THE NICE GUYS (2016), di Shane Black
Nel 2005 i frequentatori del Festival di Cannes rimasero sorpresi in positivo da un film presentato fuori concorso, tra le proiezioni di mezzanotte: Kiss Kiss Bang Bang, esordio dietro la macchina da presa dello sceneggiatore Shane Black, artefice di Arma letale, L’ultimo boyscout – Missione sopravvivere e Spy. Il film, incrocio tra il buddy movie – meccanismo tipicamente blackiano – e la storia d’amore misto ad una decostruzione postmodernista del noir, piacque molto al pubblico festivaliero e alla critica, e divenne un piccolo cult. Otto anni dopo, Black sorprese nuovamente – e questa volta non senza qualche reazione negativa per via della sua rappresentazione del perfido Mandarino – con Iron Man 3, esempio lampante di sequel decisamente sui generis e di come la firma di un autore sia riconoscibile anche all’interno di un sistema produttivo votato all’intrattenimento di massa come il franchise cinefumettistico della Marvel. Oggi, mentre si prepara a restituire la dignità perduta ad un classico di genere degli anni Ottanta annacquato da seguiti mediocri, ossia Predator (il che per il regista è una specie di chiusura del cerchio, poiché a inizio carriera recitò nel capostipite al fianco di Arnold Schwarzenegger), Black è tornato a Cannes, sempre fuori concorso e sempre con un buddy movie in salsa poliziesca ambientato a Los Angeles: The Nice Guys. Un titolo volutamente beffardo, e intraducibile per il mercato italiano poiché “bravi ragazzi” fa pensare ad un certo capolavoro di Scorsese, per un film che proprio in Italia non dovrebbe faticare a trovare estimatori, dato che la dinamica a base di battute e cazzotti fra Russell Crowe e Ryan Gosling ricorda a tratti il meglio di Bud Spencer e Terence Hill.

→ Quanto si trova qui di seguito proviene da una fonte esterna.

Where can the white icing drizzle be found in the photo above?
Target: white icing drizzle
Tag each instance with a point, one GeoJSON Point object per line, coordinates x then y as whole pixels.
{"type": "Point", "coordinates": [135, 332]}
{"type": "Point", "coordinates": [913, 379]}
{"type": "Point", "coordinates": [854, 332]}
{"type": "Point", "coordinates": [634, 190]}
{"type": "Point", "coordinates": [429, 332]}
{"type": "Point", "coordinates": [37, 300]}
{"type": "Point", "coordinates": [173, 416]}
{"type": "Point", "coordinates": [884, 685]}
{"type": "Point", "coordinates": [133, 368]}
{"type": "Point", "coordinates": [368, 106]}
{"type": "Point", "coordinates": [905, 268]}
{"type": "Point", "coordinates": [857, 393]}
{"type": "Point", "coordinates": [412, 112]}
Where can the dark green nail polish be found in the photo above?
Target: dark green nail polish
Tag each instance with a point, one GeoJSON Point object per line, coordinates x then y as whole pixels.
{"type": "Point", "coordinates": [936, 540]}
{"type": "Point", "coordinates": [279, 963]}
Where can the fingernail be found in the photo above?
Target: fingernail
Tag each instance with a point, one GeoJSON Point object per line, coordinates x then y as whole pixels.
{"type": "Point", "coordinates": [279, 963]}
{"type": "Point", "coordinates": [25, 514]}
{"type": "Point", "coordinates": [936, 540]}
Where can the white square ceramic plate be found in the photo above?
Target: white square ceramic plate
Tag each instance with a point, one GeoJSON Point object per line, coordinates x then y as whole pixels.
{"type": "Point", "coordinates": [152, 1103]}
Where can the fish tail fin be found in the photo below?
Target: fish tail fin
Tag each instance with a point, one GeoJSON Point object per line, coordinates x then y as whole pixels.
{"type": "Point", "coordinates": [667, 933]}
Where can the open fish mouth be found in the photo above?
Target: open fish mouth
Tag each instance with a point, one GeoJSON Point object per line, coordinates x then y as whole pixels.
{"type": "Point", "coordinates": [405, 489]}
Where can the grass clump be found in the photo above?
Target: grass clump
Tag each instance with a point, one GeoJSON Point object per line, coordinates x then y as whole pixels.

The Nice Guys è ambientato nel 1977, in una Los Angeles sempre più sporca e corrotta, rendendolo una sorta di erede spirituale di L.A. Confidential (e la presenza nel cast di due interpreti di quel film, vale a dire il già citato Crowe e Kim Basinger, non può essere una coincidenza). Ma è anche un anno fondamentale a livello metacinematografico, su due livelli: il 1977 è, ovviamente, l’anno di Guerre stellari, il film che tradizionalmente viene usato per contrassegnare l’inizio della fine della cosiddetta New Hollywood, e nella pellicola di Black è percettibile, dall’inizio alla fine, una certa nostalgia per il modo di fare cinema che andava per la maggiore nel decennio che ci ha regalato MASH, L’ultimo spettacolo e Chinatown (con una nota di malinconia presente anche a livello paratestuale: The Nice Guys è stato girato ad Atlanta, e la Città degli Angeli è stata aggiunta digitalmente, anche se così non sembra); ma è anche l’anno in cui inizia la storia di Boogie Nights, il monumento che Paul Thomas Anderson ha dedicato al declino del cinema a luci rosse nell’era in cui cominciava a fare capolino il videotape. Ed è proprio con la morte di una pornostar che si apre il film di Black, esplicitando il simbolismo con l’ironia tipica del regista, che omaggia in seguito anche Gola profonda con il MacGuffin del film porno dove la trama ha una certa importanza.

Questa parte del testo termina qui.